The Indian equity market on Monday is expected to react to the outcomes of state assembly elections in Maharashtra and Jharkhand, alongside global triggers such as developments in the Russia-Ukraine war. The BJP-led Mahayuti alliance swept Maharashtra, registering much more seats than predicted by exit polls.
This result is likely to provide political stability, boosting investor sentiment—particularly in infrastructure, urban development, and manufacturing sectors aligned with BJP policies. Stability in Maharashtra could trigger a stock market rally, enhancing investor confidence due to the continuity of pro-business policies, especially after uncertainty from previous coalition shifts.
Friday’s gains helped the market turn positive for the week, snapping a two-week losing streak and regaining half of the losses from the prior week. Notably, 34 of the 50 Nifty stocks recorded gains during the week.
The Nifty posted its best single-day gain in over five months on November 22, rising nearly 2.4%. Buying at lower levels in blue-chip stocks fueled the rally, with several index heavyweights, including Reliance, posting significant gains. Adani Group stocks also saw a recovery, climbing up to 14% from recent lows. These healthy gains helped BSE-listed companies add ₹7 lakh crore in market capitalisation.
On the corporate results front, the Q2FY25 earnings scorecard was weak overall, but excluding commodities, it reflected in-line earnings growth. Siddhartha Khemka of Motilal Oswal expects a recovery in corporate earnings moving forward. However, in the near term, Khemka anticipates continued market volatility driven by state election outcomes, FII activity, and global geopolitical concerns.
Foreign institutions continued to remain net sellers in the cash market on Friday, while domestic institutions were net buyers.
What do the Nifty50 charts suggest?
The Nifty50 index ended the session with an impressive 2.39% gain at 23,907.25, marking a strong relief rally. This momentum carried the index to a weekly gain of 1.59%.
A gap-up start for Nifty 50 and Nifty Bank cannot be ruled out.
“In the daily timeframe, the Nifty formed a bullish engulfing pattern. Nifty has reclaimed the 10 DMA and 200 DMA, though still trailing the 20 DMA. On the hourly chart, the formation of an inverse head-and-shoulders pattern hints at a potential upside, projected to the 24,150–24,200 range. The support has now shifted higher to 23,600 levels. The short-term strategy has altered from ‘sell on the rise’ to ‘buy the dip’, signalling a bullish undertone,” said Om Mehra, Technical Analyst, SAMCO Securities.
As long as the market is trading above 200 day SMA or 23600/77500 the pullback formation is likely to continue, believes Amol Athawale of Kotak Securities. On the higher side, it could move up to 24000-24200/79400-79900 On the flip side, below 23600/77500 the sentiment could change.
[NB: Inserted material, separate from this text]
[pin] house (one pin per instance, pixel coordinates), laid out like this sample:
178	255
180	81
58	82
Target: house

Below the same, he said that traders may prefer to exit out from the trading long positions.
LKP Securities’ Rupak De said the Nifty witnessed a strong recovery as the index moved back above the 200DMA, indicating an improving trend. Additionally, the Nifty has broken out of a few days of congestion on the daily timeframe.
“The RSI has entered a bullish crossover near the oversold zone, suggesting positive momentum. The sentiment appears favorable for a meaningful rally in the short term, as long as the index stays above 23,600. Immediate resistance is seen at 23,960–24,000. A decisive move above 24,000 could trigger a rally toward 24,500. On the downside, supports are placed at 23,750 and 23,550,” De said.
What do the Nifty Bank charts suggests?
Nifty Bank concluded the session at 51,135.40, with a gain of 1.51%. The index now holds above its 10-day moving average and is nearing a breakout above the 20-day moving average.
For the Bank Nifty now, experts believe 50500 and 50300 would be key support zones while 20 day SMA or 51250 and 50 day SMA or 51850 could be the crucial resistance areas for the short-term traders.
“A sustained move beyond this level could provide significant room for further upside. Additionally, Nifty Bank is approaching the average line of the daily RSI, which may enhance bullish momentum and strengthen the ongoing trend. The resistance remains at 51,800, while support has shifted upward to 50,700,” Mehra said.